Ask me about the 1992 vintage E.T. doll some time. Then ask me how long I was afraid of it.
GOOD GOD. |
I would tell you I haven’t seen E.T. since.
I’m sure I’m not alone. Freud had a wonderful theory about what he called the “uncanny.” Essentially, things are terrifying when they have the semblance of being human but are actually not. Just think of any horror movie that features demon dolls, masks, zombies, exorcisms, and aliens.
Here's Rumpy! |
Think of any horror movie that features children. Children are prime examples of something so like us and yet unlike us at the same time. They look like us, true. But they think on completely different wavelengths, operating under completely different rules of reality. Our window of understanding is about as opaque as a brick wall. Ask Henry James in the Turn of the Screw. Or M. Night Shyamalan in The Sixth Sense. I can promise you that movie wouldn’t have been nearly as effective if Haley Joel Osment was written to be a 35-year-old male played by Edward Norton.

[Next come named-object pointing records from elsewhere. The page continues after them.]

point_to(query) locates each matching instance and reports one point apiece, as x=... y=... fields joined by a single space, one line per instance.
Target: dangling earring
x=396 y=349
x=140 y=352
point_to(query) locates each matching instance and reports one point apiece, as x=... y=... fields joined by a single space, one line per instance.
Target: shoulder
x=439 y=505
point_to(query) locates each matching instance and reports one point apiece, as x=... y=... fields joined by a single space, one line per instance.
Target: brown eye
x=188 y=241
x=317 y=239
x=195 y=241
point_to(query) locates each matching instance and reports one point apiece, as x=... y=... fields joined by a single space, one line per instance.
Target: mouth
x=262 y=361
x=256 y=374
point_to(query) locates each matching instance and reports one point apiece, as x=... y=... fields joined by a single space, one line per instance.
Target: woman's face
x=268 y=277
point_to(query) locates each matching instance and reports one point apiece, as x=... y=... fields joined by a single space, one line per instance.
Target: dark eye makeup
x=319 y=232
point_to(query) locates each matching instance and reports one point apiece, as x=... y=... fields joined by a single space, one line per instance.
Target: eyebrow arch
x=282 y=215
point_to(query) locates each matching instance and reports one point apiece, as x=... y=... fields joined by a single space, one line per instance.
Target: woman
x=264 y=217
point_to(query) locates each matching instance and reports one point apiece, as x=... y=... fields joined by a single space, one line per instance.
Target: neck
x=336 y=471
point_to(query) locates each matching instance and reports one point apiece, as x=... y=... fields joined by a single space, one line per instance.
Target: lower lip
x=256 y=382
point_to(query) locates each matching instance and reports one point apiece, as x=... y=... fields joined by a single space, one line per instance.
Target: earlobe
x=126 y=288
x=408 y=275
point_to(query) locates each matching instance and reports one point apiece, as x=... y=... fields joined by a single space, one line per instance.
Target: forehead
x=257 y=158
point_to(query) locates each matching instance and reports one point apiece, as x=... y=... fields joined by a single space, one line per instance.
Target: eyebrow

This takes us to Grimm. Rumplestiltskin is scary because he is so very close to human. He has two arms and two legs, he walks upright, he talks. But we would be remiss to actually call Rumplestiltskin a human. Or take the undead chorus -- none of whom are human. But they’re utterly terrifying because that’s still precisely what they are.
The Grimm brothers, Wilhelm and Jacob, weren’t aware of Freud’s theory, which explains why their stories might be scary. But they were still aware that their stories could be taken as such. And so was the rest of the German public.
Early folk-tales were violent. Robbers raped and murdered young brides. Snow White’s stepmother dies after dancing in hot, iron shoes. In the Princess and the Frog, the Princess throws her amphibious lover against a wall instead of kissing him. Part of the violence stems from the nature of the medieval era when many of these tales were first written down. As a result, they were never intended for children at all. It was only after the Grimm brothers imbibed these stories with a specific, German agenda that they needed to be rewritten to reach the larger German audience. This meant toning down the brutality, shifting the stories to function as behavioral tools for children. Suddenly fairy-tales had a new purpose. And it involved teaching all the lederhosen-wearing Augustus Gloops in the land that avarice leads to evil witches trapping you in their candy houses and eating you for dinner.
When it comes to fairy-tales, psychology, and Sigmund Freud, I could go on. But I still have another flight to get through tomorrow night, so stay tuned.
The movie is called Salmon Fishing in the Yemen, by the way. Yeah, I didn’t see it either.